山鳩が来ている。低音のバスで鳴いている。ぶっほう、ぼっほう、ばっふう、ばひぼぼっほう、などと聞こえる。樫の木の茂みあたりに止まっているようだ。
*
雨蛙もこれに負けじと鳴きだした。げっげっげっげ、がっがっがっが、ぐっぐっぐっぐ。山里はもうすぐ水遣りだ。田圃に水が入り出す。小川の水量が増える。
*
三郎はこのところ人に会っていない。人に会って人と話をしていない。会うのを嫌っているわけではない。山鳩や雨蛙を聞いていればそれでさみしさがまぎれてしまうので、わざわざ人のところまで行かないですんでいるようなのだ。
*
でも、会ってみたい。人間の持つやさしさにまみれていたい。こちらが会うということは相手もこちらに会うことになる。

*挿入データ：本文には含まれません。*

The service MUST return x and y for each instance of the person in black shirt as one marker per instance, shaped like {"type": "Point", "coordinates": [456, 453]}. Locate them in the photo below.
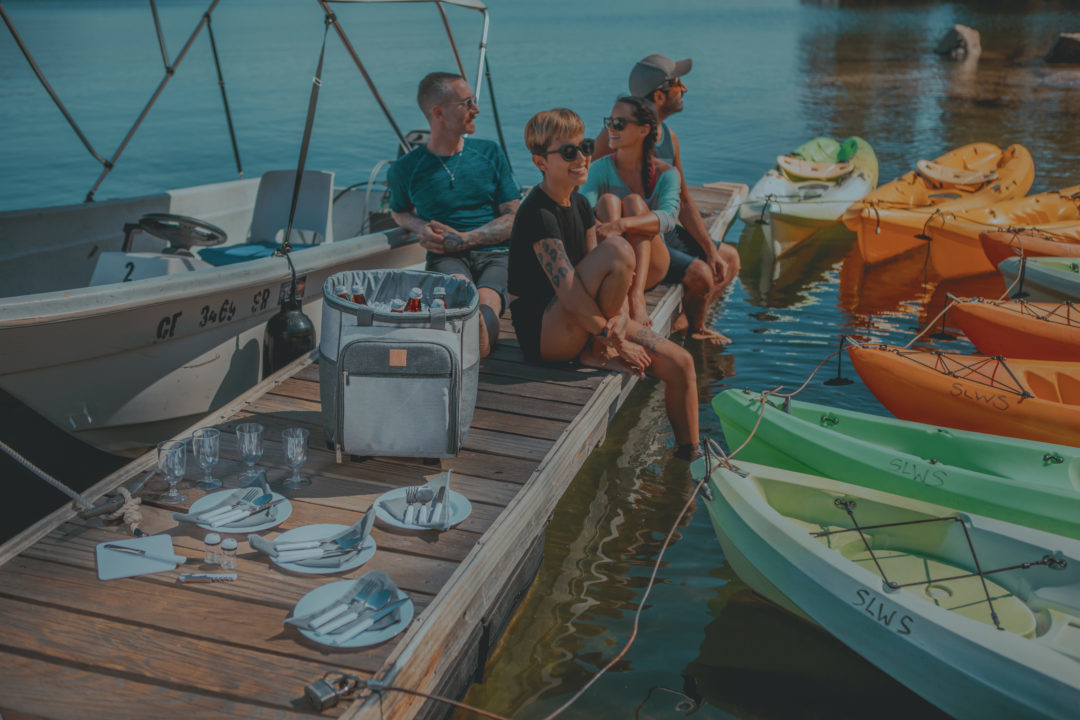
{"type": "Point", "coordinates": [571, 291]}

三郎はのっぺらぼうだ。のっぺらぼうの三郎を見たら、見た人はげんなりになって言葉を失ってしまうかもしれない。
*
顔には毛がない。頭にも顎にも頬にも、毛がない。ストレス性無毛症だ。おまけにやせこけて眼下が深くえぐれている。火星人そっくりだ。よろよろしている。よぼよぼしている。これじゃ、相手にプラスの感情を供与できないよ。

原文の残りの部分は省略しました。